La croissance de l'Allemagne s'amplifie encore

par Stanislas Racine 12 Janvier 2018

La croissance économique a dépassé les attentes en 2017, progressant de 2,2 %. Pour le pays aux 81 millions d'habitants, le tableau est idyllique - il ne manque qu'un gouvernement pour être parfait.

Pour sa première conférence de presse de l'année, Dieter Kempf, le patron du BDI (Bundesdeutsche Industrie, fédération des industries allemandes), a le sourire sincère : tout va pour le mieux en Allemagne - mis à part un petit détail. "Nous sommes optimistes pour 2018, lance-t-il.

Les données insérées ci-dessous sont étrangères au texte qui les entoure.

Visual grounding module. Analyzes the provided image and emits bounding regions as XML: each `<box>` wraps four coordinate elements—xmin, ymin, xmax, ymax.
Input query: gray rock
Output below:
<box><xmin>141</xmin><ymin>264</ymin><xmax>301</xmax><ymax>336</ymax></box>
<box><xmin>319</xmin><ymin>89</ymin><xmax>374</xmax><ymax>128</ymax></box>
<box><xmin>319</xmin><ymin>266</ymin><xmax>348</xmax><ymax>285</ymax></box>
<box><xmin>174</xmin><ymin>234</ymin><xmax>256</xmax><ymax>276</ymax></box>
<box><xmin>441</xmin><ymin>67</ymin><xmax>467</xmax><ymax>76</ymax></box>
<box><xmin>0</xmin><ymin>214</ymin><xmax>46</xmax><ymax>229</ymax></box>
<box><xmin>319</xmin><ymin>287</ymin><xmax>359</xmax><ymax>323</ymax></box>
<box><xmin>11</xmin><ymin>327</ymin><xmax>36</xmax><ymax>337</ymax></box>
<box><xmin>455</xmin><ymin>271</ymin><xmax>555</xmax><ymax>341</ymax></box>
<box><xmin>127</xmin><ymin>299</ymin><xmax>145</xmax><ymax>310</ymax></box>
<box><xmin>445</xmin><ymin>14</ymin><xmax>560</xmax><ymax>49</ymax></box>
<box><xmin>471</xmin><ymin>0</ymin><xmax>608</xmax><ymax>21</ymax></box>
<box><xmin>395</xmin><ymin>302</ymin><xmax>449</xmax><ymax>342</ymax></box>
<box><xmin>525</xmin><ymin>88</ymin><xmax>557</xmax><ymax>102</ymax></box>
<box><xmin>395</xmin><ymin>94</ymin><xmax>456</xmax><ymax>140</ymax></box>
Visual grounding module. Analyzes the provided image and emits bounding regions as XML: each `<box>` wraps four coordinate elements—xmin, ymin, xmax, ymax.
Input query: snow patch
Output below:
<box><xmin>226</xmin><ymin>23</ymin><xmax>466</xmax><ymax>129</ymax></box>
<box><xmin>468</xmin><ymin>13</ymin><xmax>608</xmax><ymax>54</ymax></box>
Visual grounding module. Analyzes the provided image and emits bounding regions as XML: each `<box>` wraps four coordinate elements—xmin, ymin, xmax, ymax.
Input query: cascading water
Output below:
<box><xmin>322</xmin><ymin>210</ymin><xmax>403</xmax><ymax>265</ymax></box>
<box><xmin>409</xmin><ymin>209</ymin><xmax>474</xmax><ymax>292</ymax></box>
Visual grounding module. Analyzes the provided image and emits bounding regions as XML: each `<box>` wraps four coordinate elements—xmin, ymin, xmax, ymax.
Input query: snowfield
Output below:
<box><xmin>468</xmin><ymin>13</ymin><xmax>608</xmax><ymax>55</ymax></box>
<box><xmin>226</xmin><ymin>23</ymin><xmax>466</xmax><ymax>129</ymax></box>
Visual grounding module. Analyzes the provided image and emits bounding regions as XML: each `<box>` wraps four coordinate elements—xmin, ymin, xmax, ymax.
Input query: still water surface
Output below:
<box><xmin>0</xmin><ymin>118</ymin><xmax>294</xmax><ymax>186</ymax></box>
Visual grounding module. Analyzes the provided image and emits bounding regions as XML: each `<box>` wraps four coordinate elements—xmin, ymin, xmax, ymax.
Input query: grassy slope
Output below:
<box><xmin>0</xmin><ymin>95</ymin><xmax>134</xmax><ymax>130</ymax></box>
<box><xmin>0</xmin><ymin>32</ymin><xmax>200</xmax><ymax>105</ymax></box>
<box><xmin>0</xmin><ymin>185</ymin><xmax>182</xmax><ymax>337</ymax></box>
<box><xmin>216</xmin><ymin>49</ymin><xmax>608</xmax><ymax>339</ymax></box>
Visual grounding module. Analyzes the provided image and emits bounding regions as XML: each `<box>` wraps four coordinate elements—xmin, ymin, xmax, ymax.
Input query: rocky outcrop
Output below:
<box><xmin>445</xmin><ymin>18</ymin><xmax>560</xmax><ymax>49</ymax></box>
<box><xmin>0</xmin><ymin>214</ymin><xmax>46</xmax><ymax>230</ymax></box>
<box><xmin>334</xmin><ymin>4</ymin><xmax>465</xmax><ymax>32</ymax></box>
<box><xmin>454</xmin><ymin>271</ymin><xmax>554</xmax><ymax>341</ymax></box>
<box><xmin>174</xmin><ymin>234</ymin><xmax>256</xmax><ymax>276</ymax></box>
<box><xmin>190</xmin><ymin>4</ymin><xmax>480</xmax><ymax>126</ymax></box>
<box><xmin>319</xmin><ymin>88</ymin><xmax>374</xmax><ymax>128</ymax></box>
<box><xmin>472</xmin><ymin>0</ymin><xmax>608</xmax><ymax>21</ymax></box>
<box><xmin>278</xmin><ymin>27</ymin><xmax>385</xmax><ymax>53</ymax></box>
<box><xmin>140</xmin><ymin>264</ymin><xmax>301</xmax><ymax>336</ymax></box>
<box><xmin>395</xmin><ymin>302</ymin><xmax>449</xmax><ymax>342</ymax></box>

La reprise prend de l'ampleur". Une ampleur qualifiée de "durable" et "robuste".

Pour 2018, le patronat allemand - en prise cette semaine avec le syndicat IG Metall pour le passage à la semaine des 28 heures et une augmentation des salaires dans la métallurgie et la sidérurgie - s'attend à une croissance de 2,25 % et au moins 500 000 emplois créés. Il ne manque vraiment plus qu'un gouvernement pour que la situation soit parfaite. Le SPD a par ailleurs accepté de former une nouvelle coalition avec la CDU de Merkel, à condition de réformer l'Europe et d'être "proche" de la France. "Le point de départ ne pourrait être meilleur", souligne Dieter Kempf en espérant "rapidement" une décision pour qu'Angela Merkel début réellement son mandat. Les seules menaces qui pourraient éventuellement peser sur la stabilité de l'économie outre-Rhin sont, à ses yeux, l'incertitude politique et cette instabilité gouvernementale.

Au vert depuis longtemps - la crise des subprimes a relativement épargné l'Allemagne, notamment grâce aux lois Hartz IV - tous les indicateurs confirment la solidité des performances économiques de la première puissance européenne. En 2017, le PIB a progressé de 2,2 %, surpassant les pronostics gouvernementaux. Le taux de chômahe s'établit aux alentours de 5,7 % - un taux sans précédent, historiquement bas, et qui fait figure de l'un des meilleurs taux de chômage dans le monde. L'excédent budgétaire, enregistré à 38,4 milliards d'euros, bat un record.

Dans le détail, la consommation privée (+ 2 %) tire la croissance tout comme les exportations, qui ont progressé de 4,7 % sur l'année civile 2017. En revanche, les importations ont augmenté, de 5,2 %. Malgré cela, la balance commerciale allemande affiche un nouveau record (contrairement à celle de la France). Les "sages", ceux qui sont chargés de gouverner l'Allemagne, avaient mis en garde contre un risque de "surchauffe" de l'économie - risque que le BDI  a écarté, aujourd'hui.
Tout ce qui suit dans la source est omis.